Well, there are also CD compilations claiming to present the best of an artist, but which do not quite deliver. This is one of them. The sound quality is excellent, which is par for the course when it comes to Collector's Choice, but in a 24-track CD for a singer with but 10 hits to his credit from 1944 to 1960, why would they leave out three, including his ONLY # 1? Sorry, but you can't have a "best of" album without an artist's best hit ever!
They should also have found room for one of his first compositions, which became a best-seller for Dickie McBride in 1939, the now-classic It Makes No Difference Now, which he himself recorded that year after securing that contract with Decca.
With the advent of Billboard's Country singles charts in 1944, his first Decca success was They Took The Stars Out Of Heaven, # 1 that February b/w Why Do You Treat Me This Way? (neither here). Later that year Each Night At Nine was released and it rose to # 4 early in 1945, but while that Decca side IS included, they also omit the flipside, G.I. Blues, which charted at # 5! Starting to see a pattern here?
All the above hits were billed to Floyd Tillman and His Favorite Playboys, but after he moved over to Columbia in 1946 all releases were shown as simply Floyd Tillman. All six hits with that label are here, along with four of the B-sides, beginning with Drivin' Nails In My Coffin, a # 2 in September 1946 b/w Some Other World.
A full year would then pass before his next hit - and my particular Tillman favourite - I Love You So Much, It Hurts. That rose to # 5 in late summer 1948 b/w I'll Take What I Can Get. Early in 1949 Please Don't Pass Me By peaked at # 14 b/w Cold Cold Woman [omitted here], followed six months later by Slipping Around. Backed with You Made Me Live, Love And Die, it reached # 5, outpaced by both the Ernest Tubb and Margaret Whiting/Jimmy Wakely covers, both of which made # 1.
At the end of that year the follow-up I'll Never Slip Around Again went to # 6 b/w This Cold War With You, but once again he was beaten out by the Margaret Whiting/Jimmy Wakely cover which reached # 2. His final Columbia hit then came early in 1950 when I Gotta Have My Baby Back hit the # 4 slot b/w It Had To Be That Way.
In early 1961 Floyd made one last visit to the Country charts for the Liberty label when It Just Tears Me Up peaked at # 29 b/w The Song Of Music. Neither of those sides is included here either. He passed away at age 89 on August 22, 2003.
One publication that DOES give prominence to Floyd Tillman's career is Barry McCloud's Definitive Country, and in that volume Floyd's style is described by historian Bill Malone as "a lazy, drawling baritone ... replete with peculiar swoops and note bendings that was too irresistibly appealing to avoid imitation." Jimmy Wakely certainly made a career out of copying it.
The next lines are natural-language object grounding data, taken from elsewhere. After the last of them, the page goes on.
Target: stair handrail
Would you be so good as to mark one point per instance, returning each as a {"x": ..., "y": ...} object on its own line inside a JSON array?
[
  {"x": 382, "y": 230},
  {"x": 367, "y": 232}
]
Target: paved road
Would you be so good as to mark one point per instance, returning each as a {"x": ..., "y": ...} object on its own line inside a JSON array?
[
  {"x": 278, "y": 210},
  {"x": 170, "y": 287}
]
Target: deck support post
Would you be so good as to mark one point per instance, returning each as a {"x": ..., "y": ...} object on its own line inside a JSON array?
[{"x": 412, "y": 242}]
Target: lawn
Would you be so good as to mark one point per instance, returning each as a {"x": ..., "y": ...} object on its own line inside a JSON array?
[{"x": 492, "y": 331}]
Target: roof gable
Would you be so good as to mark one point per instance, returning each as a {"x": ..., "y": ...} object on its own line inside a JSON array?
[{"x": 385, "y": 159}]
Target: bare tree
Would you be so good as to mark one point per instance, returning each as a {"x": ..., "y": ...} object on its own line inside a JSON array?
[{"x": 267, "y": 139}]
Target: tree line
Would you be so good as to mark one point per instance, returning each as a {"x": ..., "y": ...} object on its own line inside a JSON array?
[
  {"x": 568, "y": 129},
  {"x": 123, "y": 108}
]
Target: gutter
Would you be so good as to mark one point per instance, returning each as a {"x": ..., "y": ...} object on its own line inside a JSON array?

Seems to me that, if you are going to honour a Hall of Famer - he was inducted in 1984 along with Ralph Peer [it's interesting to note that Jimmy Wakely has yet to be inducted] - then you should go out of your way to include all his hits, especially his only # 1.
Gone but not forgotten!
Walter Stettner | Vienna Austria | 09/13/2003
(5 out of 5 stars)
"It was sad to hear that Floyd Tillman passed away just recently in August of 2003 at age 89. He was one of the legendary songwriters in Country Music, from "Slipping Around" to "I Love You So Much It Hurts Me". This compilation should be in every serious Country Music Collection. Ol' Flyod for sure was not the greatest vocalist in the world, but it is always good to have those great songs in the original version of the person who wrote them. The CD is well-done, with extensive information regarding the career of Floyd Tillman, one more reason to add this to your collection."